Gone are the days of nine-minute epics - none of these songs even come close to the five-minute mark, and only two of them barely squeak past four minutes. Their self-titled “clean slate” (in the words of the band, explaining the self-titled approach) return of a band who, in their decade away from making music, have changed… a lot.

What’s funny is that, if ever a record felt primed to polarize a fanbase, it’s their most accessible.

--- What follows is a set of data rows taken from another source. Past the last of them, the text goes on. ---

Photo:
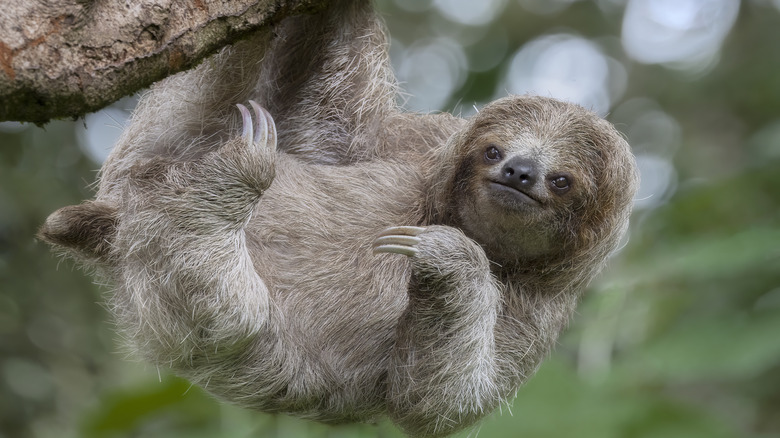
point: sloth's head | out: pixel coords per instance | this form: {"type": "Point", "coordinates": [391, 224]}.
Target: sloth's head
{"type": "Point", "coordinates": [537, 178]}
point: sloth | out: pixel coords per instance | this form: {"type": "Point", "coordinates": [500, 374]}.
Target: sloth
{"type": "Point", "coordinates": [345, 260]}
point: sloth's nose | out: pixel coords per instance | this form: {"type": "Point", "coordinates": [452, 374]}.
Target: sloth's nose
{"type": "Point", "coordinates": [520, 172]}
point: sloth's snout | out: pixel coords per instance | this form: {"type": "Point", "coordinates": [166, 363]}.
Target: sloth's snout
{"type": "Point", "coordinates": [520, 173]}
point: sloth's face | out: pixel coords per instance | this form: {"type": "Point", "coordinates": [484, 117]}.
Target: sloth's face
{"type": "Point", "coordinates": [528, 187]}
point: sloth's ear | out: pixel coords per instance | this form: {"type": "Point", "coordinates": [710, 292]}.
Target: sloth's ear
{"type": "Point", "coordinates": [86, 230]}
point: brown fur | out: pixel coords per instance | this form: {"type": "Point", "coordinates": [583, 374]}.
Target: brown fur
{"type": "Point", "coordinates": [250, 271]}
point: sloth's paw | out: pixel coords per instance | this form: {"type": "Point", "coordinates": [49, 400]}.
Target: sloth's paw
{"type": "Point", "coordinates": [258, 134]}
{"type": "Point", "coordinates": [398, 240]}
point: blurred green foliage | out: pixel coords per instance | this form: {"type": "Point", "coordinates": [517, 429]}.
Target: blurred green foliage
{"type": "Point", "coordinates": [680, 337]}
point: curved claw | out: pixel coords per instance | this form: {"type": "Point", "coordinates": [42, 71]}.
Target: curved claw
{"type": "Point", "coordinates": [398, 240]}
{"type": "Point", "coordinates": [246, 119]}
{"type": "Point", "coordinates": [266, 132]}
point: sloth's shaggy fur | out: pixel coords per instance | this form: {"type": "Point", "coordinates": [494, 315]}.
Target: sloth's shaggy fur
{"type": "Point", "coordinates": [254, 265]}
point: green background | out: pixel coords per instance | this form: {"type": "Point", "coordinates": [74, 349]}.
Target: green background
{"type": "Point", "coordinates": [679, 337]}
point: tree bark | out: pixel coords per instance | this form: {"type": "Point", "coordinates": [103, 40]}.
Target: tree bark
{"type": "Point", "coordinates": [66, 58]}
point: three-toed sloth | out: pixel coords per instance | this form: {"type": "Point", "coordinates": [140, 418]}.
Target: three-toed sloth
{"type": "Point", "coordinates": [250, 256]}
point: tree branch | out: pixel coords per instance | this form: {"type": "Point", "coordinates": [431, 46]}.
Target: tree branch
{"type": "Point", "coordinates": [66, 58]}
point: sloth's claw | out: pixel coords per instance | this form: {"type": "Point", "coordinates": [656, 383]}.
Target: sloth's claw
{"type": "Point", "coordinates": [246, 123]}
{"type": "Point", "coordinates": [398, 240]}
{"type": "Point", "coordinates": [263, 130]}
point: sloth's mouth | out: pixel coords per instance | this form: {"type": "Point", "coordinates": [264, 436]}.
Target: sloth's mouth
{"type": "Point", "coordinates": [515, 193]}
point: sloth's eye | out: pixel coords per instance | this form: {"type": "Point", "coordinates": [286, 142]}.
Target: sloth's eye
{"type": "Point", "coordinates": [492, 154]}
{"type": "Point", "coordinates": [560, 182]}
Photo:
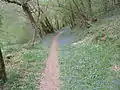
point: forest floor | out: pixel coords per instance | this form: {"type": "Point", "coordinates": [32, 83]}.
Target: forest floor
{"type": "Point", "coordinates": [51, 72]}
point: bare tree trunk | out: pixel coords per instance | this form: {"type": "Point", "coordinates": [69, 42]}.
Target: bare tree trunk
{"type": "Point", "coordinates": [3, 77]}
{"type": "Point", "coordinates": [31, 18]}
{"type": "Point", "coordinates": [90, 7]}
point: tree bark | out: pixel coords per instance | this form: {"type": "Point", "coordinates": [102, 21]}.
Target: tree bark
{"type": "Point", "coordinates": [3, 77]}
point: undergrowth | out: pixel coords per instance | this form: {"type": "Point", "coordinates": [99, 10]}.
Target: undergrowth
{"type": "Point", "coordinates": [25, 67]}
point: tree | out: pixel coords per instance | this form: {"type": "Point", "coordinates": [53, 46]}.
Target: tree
{"type": "Point", "coordinates": [3, 77]}
{"type": "Point", "coordinates": [33, 12]}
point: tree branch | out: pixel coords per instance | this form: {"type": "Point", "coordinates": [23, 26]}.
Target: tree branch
{"type": "Point", "coordinates": [14, 2]}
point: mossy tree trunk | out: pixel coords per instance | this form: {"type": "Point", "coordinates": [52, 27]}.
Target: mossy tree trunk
{"type": "Point", "coordinates": [3, 77]}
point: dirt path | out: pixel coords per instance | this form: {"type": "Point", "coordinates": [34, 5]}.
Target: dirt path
{"type": "Point", "coordinates": [50, 79]}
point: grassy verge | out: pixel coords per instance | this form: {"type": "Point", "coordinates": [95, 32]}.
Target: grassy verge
{"type": "Point", "coordinates": [24, 69]}
{"type": "Point", "coordinates": [89, 67]}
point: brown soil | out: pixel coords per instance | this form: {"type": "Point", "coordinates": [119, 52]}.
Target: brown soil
{"type": "Point", "coordinates": [50, 79]}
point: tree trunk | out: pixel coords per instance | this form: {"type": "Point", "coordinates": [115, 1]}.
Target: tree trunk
{"type": "Point", "coordinates": [90, 8]}
{"type": "Point", "coordinates": [3, 77]}
{"type": "Point", "coordinates": [32, 20]}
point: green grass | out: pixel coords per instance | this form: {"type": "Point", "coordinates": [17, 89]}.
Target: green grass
{"type": "Point", "coordinates": [25, 68]}
{"type": "Point", "coordinates": [89, 67]}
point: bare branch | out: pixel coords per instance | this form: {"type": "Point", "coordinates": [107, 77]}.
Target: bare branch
{"type": "Point", "coordinates": [14, 2]}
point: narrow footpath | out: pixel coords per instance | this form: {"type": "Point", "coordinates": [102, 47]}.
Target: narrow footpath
{"type": "Point", "coordinates": [50, 80]}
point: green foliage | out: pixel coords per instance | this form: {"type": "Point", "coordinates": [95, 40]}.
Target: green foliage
{"type": "Point", "coordinates": [14, 28]}
{"type": "Point", "coordinates": [25, 68]}
{"type": "Point", "coordinates": [88, 67]}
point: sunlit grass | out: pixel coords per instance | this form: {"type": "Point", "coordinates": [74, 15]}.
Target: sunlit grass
{"type": "Point", "coordinates": [89, 67]}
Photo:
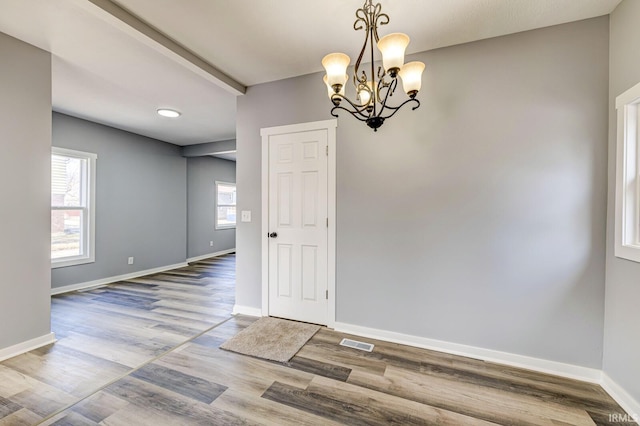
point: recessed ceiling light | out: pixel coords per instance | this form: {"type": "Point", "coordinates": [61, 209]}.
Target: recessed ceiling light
{"type": "Point", "coordinates": [168, 113]}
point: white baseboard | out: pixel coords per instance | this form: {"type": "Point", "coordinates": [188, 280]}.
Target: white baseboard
{"type": "Point", "coordinates": [206, 256]}
{"type": "Point", "coordinates": [246, 310]}
{"type": "Point", "coordinates": [544, 366]}
{"type": "Point", "coordinates": [27, 346]}
{"type": "Point", "coordinates": [622, 397]}
{"type": "Point", "coordinates": [109, 280]}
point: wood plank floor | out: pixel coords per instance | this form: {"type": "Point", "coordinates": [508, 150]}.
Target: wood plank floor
{"type": "Point", "coordinates": [146, 352]}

Ominous though it may seem for a positive review of an album, The Mars Volta brings to mind the words of Jud Crandall in Pet Sematary: “The person you put up there ain’t the person that comes back - it may look like that person, but it ain’t that person.” This album is different in a way that Mars Volta albums are never different - largely in the fact that it sounds like something a normal person might listen to and enjoy. Is there still room for them in our current landscape? If the ludicrous success of the vinyl reissue campaign for the band’s back catalog (many of which had become holy grails for record collectors even while they were still in their first era, much to the dismay of fans who just wanted to rinse Frances the Mute for less than $300) showed us anything, it’s that people need the bizarro escapism of The Mars Volta to simply cope with the exhausting and painful pressures of modern life. When The Mars Volta decided to show signs of lumbering back to life in 2019, the question from fans arose: Do we need this? This isn’t to deny any artist the freedom to explore their art under whatever banner they choose, but rather to wonder if the abstract weirdness of Mars Volta would still pack the same punch in 2022 as it did in 2012. Then again, any Mars Volta fan who might feel like they went a little off the deep end by the time 2009’s Octahedron and 2012’s Noctourniquet came around might want to ask themselves: what is an “ exoskeletal junction at the railroad”? Is it about accepting that Cedric Bixler-Zavala (frontperson, singer/songwriter) and Omar Rodríguez-López (guitarist, producer, arguably the one with better hair) are inevitably going to go in whatever bonkers-ass direction feels right for them? Is it about an acceptance of sprawling, multi-part prog-metal epics infused with Latin rhythms and psychedelic moods? Is it about knowing that you’re never going to understand what the hell they’re singing about? Your mileage may vary, especially depending on when you showed up to the party the long-time fans, and those who hopped on knowing Mars Volta as “Cedric and Omar from At the Drive-In’s new band,” the madcap directions the band went in on later releases can feel alienating.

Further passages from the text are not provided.